Pair Corralation between Sonoco Products and O I

Considering the 90-day investment horizon Sonoco Products is expected to under-perform the O I. But the stock apears to be less risky and, when comparing its historical volatility, Sonoco Products is 1.78 times less risky than O I. The stock trades about -0.05 of its potential returns per unit of risk. The O I Glass is currently generating about 0.15 of returns per unit of risk over similar time horizon. If you would invest  1,084  in O I Glass on November 1, 2024 and sell it today you would earn a total of  72.00  from holding O I Glass or generate 6.64% return on investment over 90 days.
Time Period3 Months [change]
DirectionMoves Together 
StrengthSignificant
Accuracy100.0%
ValuesDaily Returns

Sonoco Products  vs.  O I Glass

 Performance 
       Timeline  
Sonoco Products 

Risk-Adjusted Performance

0 of 100

 
Weak
 
Strong
Very Weak
Over the last 90 days Sonoco Products has generated negative risk-adjusted returns adding no value to investors with long positions. In spite of very healthy basic indicators, Sonoco Products is not utilizing all of its potentials. The latest stock price disarray, may contribute to short-term losses for the investors.
O I Glass 

Risk-Adjusted Performance

2 of 100

 
Weak
 
Strong
Insignificant
Compared to the overall equity markets, risk-adjusted returns on investments in O I Glass are ranked lower than 2 (%) of all global equities and portfolios over the last 90 days. Despite fairly strong forward indicators, O I is not utilizing all of its potentials. The current stock price confusion, may contribute to short-horizon losses for the traders.

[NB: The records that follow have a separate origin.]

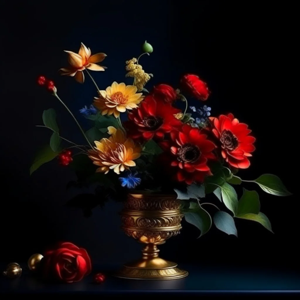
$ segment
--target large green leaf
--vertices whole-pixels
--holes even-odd
[[[88,115],[85,116],[86,118],[94,121],[95,122],[95,126],[101,131],[104,131],[109,126],[113,126],[116,128],[120,128],[118,119],[112,115],[102,116],[100,113],[98,112],[97,115]]]
[[[212,226],[212,218],[209,214],[197,203],[191,202],[188,208],[184,210],[187,222],[195,226],[201,232],[199,237],[206,233]]]
[[[243,189],[243,195],[238,201],[237,216],[245,214],[257,214],[260,210],[259,196],[255,190]]]
[[[54,152],[57,151],[60,144],[60,138],[57,132],[53,132],[50,138],[50,147]]]
[[[272,174],[263,174],[251,181],[256,182],[266,193],[276,196],[288,196],[292,194],[279,177]]]
[[[104,134],[95,127],[92,127],[89,129],[86,132],[86,135],[92,145],[94,141],[100,140],[105,136]]]
[[[56,113],[53,108],[44,111],[43,113],[43,122],[45,126],[51,128],[56,132],[59,132],[56,122]]]
[[[267,216],[262,212],[255,214],[245,214],[241,216],[237,216],[237,217],[240,219],[244,219],[247,220],[255,221],[261,224],[265,228],[273,232],[271,223]]]
[[[200,185],[193,184],[188,187],[187,190],[190,198],[197,199],[198,198],[204,198],[205,196],[204,186],[203,184]]]
[[[238,176],[234,175],[227,182],[232,184],[240,184],[242,183],[242,180]]]
[[[59,154],[60,152],[58,151],[54,152],[50,147],[50,145],[47,145],[40,151],[35,157],[29,170],[30,175],[42,164],[52,160]]]
[[[219,211],[214,216],[214,223],[216,227],[227,234],[238,236],[238,232],[233,218],[226,212]]]
[[[238,209],[238,195],[234,189],[225,182],[220,187],[223,202],[226,207],[235,215]]]

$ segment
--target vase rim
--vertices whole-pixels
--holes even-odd
[[[151,196],[151,197],[156,198],[166,198],[166,197],[174,198],[176,196],[175,194],[164,194],[162,193],[161,192],[152,192],[151,191],[148,190],[136,190],[129,193],[128,194],[133,196],[136,196],[137,195],[140,195],[142,196]]]

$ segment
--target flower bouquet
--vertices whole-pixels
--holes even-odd
[[[65,51],[70,65],[60,69],[61,75],[81,83],[87,75],[96,88],[93,101],[80,110],[82,117],[90,120],[91,128],[87,130],[60,98],[53,82],[39,77],[38,84],[46,88],[74,118],[86,142],[79,144],[62,136],[55,111],[44,111],[44,124],[38,126],[52,132],[31,173],[57,157],[62,165],[74,170],[78,180],[73,184],[99,185],[99,202],[110,197],[123,200],[128,193],[136,194],[133,191],[138,187],[153,194],[175,195],[174,201],[182,200],[180,211],[200,230],[200,236],[213,222],[220,230],[237,236],[235,218],[256,221],[272,231],[269,220],[260,212],[257,193],[244,189],[238,200],[234,187],[247,182],[269,194],[290,194],[275,175],[264,174],[248,181],[237,175],[239,169],[249,167],[255,149],[255,138],[248,125],[232,113],[212,116],[211,107],[202,104],[210,92],[196,75],[183,76],[178,88],[161,84],[148,92],[145,87],[153,75],[146,73],[140,61],[153,48],[146,42],[142,49],[137,59],[126,62],[125,76],[131,78],[131,84],[114,81],[110,86],[100,87],[90,71],[104,71],[106,67],[98,64],[106,55],[92,55],[82,43],[78,53]],[[199,100],[197,107],[189,105],[189,97]],[[185,104],[183,109],[178,107],[181,104]],[[210,194],[219,204],[203,201]],[[209,205],[216,212],[212,218],[206,209]],[[145,235],[140,235],[137,238],[145,242]]]

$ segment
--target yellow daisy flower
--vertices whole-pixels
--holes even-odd
[[[108,129],[110,136],[95,141],[96,147],[94,150],[88,151],[88,157],[94,164],[99,166],[96,172],[106,174],[112,169],[119,174],[130,167],[135,166],[134,160],[140,157],[142,148],[131,139],[126,138],[122,130],[112,126]]]
[[[120,112],[137,107],[144,97],[141,93],[137,94],[137,91],[135,86],[126,86],[124,82],[118,83],[115,81],[105,91],[99,91],[99,97],[95,98],[94,105],[103,116],[113,114],[118,118]]]
[[[59,70],[62,75],[74,76],[78,82],[84,82],[84,74],[82,71],[85,69],[92,71],[104,71],[106,67],[97,64],[96,63],[102,62],[106,56],[105,53],[96,53],[91,55],[91,49],[87,48],[81,43],[78,54],[64,50],[69,55],[69,68],[62,68]]]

Sonoco Products and O I Volatility Contrast

   Predicted Return Density   
       Returns  

Pair Trading with Sonoco Products and O I

The main advantage of trading using opposite Sonoco Products and O I positions is that it hedges away some unsystematic risk. Because of two separate transactions, even if Sonoco Products position performs unexpectedly, O I can make up some of the losses. Pair trading also minimizes risk from directional movements in the market. For example, if an entire industry or sector drops because of unexpected headlines, the short position in O I will offset losses from the drop in O I's long position.
The idea behind Sonoco Products and O I Glass pairs trading is to make the combined position market-neutral, meaning the overall market's direction will not affect its win or loss (or potential downside or upside). This can be achieved by designing a pairs trade with two highly correlated stocks or equities that operate in a similar space or sector, making it possible to obtain profits through simple and relatively low-risk investment.
Check out your portfolio center.
Note that this page's information should be used as a complementary analysis to find the right mix of equity instruments to add to your existing portfolios or create a brand new portfolio. You can also try the ETFs module to find actively traded Exchange Traded Funds (ETF) from around the world.